In Nicaragua esiste un’isola “felice” in cui le scimmie possono ancora vivere relativamente in pace. Si tratta dell’isola di Ometepe (259 km2), che si trova al centro del lago Nicaragua, il più grande del Paese e secondo solo ai grandi laghi del Nord America. È lungo 170 km e largo 60 km, ed è alimentato dal Rio Tipitapa proveniente dal secondo lago del Nicaragua, quello di Managua, che ha preso il nome della capitale del Paese, appunto Managua. Tra i due laghi c’è un dislivello di quindici metri e ciò consente il flusso delle acque da un lago all’altro.

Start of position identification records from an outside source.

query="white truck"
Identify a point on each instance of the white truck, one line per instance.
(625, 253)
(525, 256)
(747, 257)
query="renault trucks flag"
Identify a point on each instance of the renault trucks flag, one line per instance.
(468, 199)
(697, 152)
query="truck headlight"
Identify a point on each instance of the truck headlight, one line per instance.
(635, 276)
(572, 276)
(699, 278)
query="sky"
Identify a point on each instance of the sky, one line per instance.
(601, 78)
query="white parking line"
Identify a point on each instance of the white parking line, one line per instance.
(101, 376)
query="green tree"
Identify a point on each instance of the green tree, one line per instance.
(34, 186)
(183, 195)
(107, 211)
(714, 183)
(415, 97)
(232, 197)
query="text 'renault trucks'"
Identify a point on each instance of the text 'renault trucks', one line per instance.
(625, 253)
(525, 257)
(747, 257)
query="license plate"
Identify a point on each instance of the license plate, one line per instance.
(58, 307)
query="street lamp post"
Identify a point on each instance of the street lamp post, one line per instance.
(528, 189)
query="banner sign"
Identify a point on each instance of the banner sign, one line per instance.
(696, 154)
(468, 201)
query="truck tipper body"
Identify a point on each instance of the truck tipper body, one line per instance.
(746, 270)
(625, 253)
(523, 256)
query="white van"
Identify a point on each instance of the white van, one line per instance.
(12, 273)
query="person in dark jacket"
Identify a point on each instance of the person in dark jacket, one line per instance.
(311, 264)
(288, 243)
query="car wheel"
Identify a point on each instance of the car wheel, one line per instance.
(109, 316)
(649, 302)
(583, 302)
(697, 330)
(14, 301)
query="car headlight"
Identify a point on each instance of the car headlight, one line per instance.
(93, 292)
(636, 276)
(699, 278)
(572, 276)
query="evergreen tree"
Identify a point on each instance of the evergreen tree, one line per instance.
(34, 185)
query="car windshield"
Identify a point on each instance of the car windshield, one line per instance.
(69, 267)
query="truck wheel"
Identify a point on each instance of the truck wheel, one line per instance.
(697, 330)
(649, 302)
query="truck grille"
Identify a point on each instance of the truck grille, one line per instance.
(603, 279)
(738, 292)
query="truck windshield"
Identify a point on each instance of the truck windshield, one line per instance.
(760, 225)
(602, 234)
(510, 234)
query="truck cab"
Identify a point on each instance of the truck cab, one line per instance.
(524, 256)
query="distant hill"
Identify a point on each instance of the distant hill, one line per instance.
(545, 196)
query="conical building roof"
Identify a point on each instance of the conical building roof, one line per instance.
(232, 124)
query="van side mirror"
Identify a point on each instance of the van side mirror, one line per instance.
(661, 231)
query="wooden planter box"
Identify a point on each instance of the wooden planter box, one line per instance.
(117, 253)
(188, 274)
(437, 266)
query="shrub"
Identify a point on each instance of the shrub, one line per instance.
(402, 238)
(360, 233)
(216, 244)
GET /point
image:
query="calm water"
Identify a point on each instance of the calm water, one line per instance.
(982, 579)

Quando in Nicaragua si dice “vado all’isola”, si intende quella di Ometepe, in cui purtroppo i nicaraguensi benestanti hanno degli chalet in cui passano le vacanze estive. A dire il vero sull’isola è stato costruito anche un albergo e alcuni bungalow, nonostante siano presenti due vulcani di cui uno ancora attivo. A Ometepe naturalmente è vietata la caccia e le scimmie non si possono toccare, nemmeno per dar loro da mangiare, altrimenti sarebbero già scomparse da molto tempo.
Nel cuore dell’isola c’è un’azienda agricola che non ha solo lo scopo di produrre caffè, ma anche quello di ospitare scuole estive per studenti universitari americani organizzate dagli istituti di Antropologia dell’Università di Pittsburgh e di Titusville con professori americani ed europei, alcuni dei quali italiani; è inoltre sede di una stazione biologica di ricerca, la “Suerte Biological Field Station of Ometepe”. Ci sono dei laboratori e una grande biblioteca per ripristinare le ricerche sul luogo abbandonate durante la guerra civile. Oltre a tenere corsi teorici per gli studenti, lo scopo della stazione è quello di fare pratica e osservazioni sul campo, soprattutto delle scimmie che ancora sono in Nicaragua, cioè l’aluatta, il cebo cappuccino e la scimmia ragno.
Poco lontano da Ometepe ci sono delle piccole isolette disabitate ma ricche di vegetazione, soprattutto di ficus, da cui le scimmie ricavano i loro alimenti principali; su una di queste isole i ricercatori hanno trasferito delle scimmie ragno e su un’altra dei cebi cappuccini, nella speranza che si riproducano e che possano continuare a sopravvivere nel Paese in cui sono nate e hanno sempre vissuto.